Широкие читательские круги, привлеченные занимательно-парадоксальным сюжетом романа, трагикомическими приключениями Рыцаря Печального Образа, не обратили внимания на его глубоко поучительные речи, достойные Посвященного. К тому же в многочисленных сокращенных переизданиях (особенно для детского возраста) эти речи вовсе отсутствовали, значит, были достоянием преимущественно литературоведов.
Между тем подлинная душа Дон Кихота обнаруживается не в эксцентриаде его абсурдных (с позиции здравого смысла) поступков, а в рассуждениях, напоминающих диалоги Сократа в передаче Платона, в поучениях, исполненных духовной чистоты и возвышенности. Высказывания героя Сервантеса опровергают ходульное представление о нем, как фанатике одной идеи... Тысячи раз нет!

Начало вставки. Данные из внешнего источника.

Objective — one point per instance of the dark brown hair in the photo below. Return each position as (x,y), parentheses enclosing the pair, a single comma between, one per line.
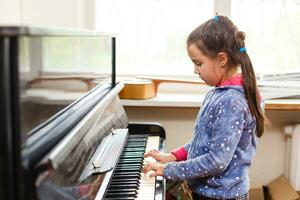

Дон Кихот – великий гуманист. Он не только знаток всех деталей и тонкостей корпоративно-рыцарского катехизиса, но и обладатель разносторонних знаний, универсально образованный человек, о котором Санчо Панса (простодушный, но необычайно сметливый слуга рыцаря) говорит: «Как примется он нанизывать изречения и давать советы, так ему впору не то, что одну кафедру взять под мышку, а надеть по две на каждый палец и начать направо и налево проповедовать... Чего он только не знает!»
Предоставим слово Дон Кихоту, так отвечающему на попытку ошельмовать избранную им миссию и деятельность на ее поприще:
«…По-вашему, это бесплодное занятие и праздное времяпрепровождение – странствовать по миру, чуждаясь его веселий и взбираясь по крутизнам, по которым доблестные восходят к обители бессмертия?.. Я – рыцарь и, коли будет на то воля Всевышнего, рыцарем и умру. Одни шествуют по широкому полю надутого честолюбия, другие идут путем низкой и рабской угодливости, третьи – дорогою лукавого лицемерия, четвертые – стезею истинной веры, я же, ведомый своею звездою, иду узкой тропой странствующего рыцарства, ради которого я презрел житейские блага, но не честь».
Это кредо оскорбленного и возмущенного рыцаря совершенно соответствует принципиальным установкам эзотеризма, утверждающего: 1) целесообразность смены мест обитания (темные стрелы настигают недостаточно подвижного деятеля); 2) необходимость непрестанного духовного восхождения для бессмертия высшего Эго; 3) выбор узкой горней тропы наверх, а не расхожей дольней дороги вниз...
Узкий путь подвижнически-самоотверженной жизни не раз провозглашается в речах Дон Кихота:
«Я знаю, что стезя добродетели весьма узка, а стезя порока широка и просторна, и знаю также, что цели их и пределы различны, что путь порока, широко раскинувшийся и просторный, кончается смертью, путь же добродетельный и утомительный, кончается жизнью, но не тою жизнью, которая сама рано или поздно кончается, а тою, которой не будет конца...»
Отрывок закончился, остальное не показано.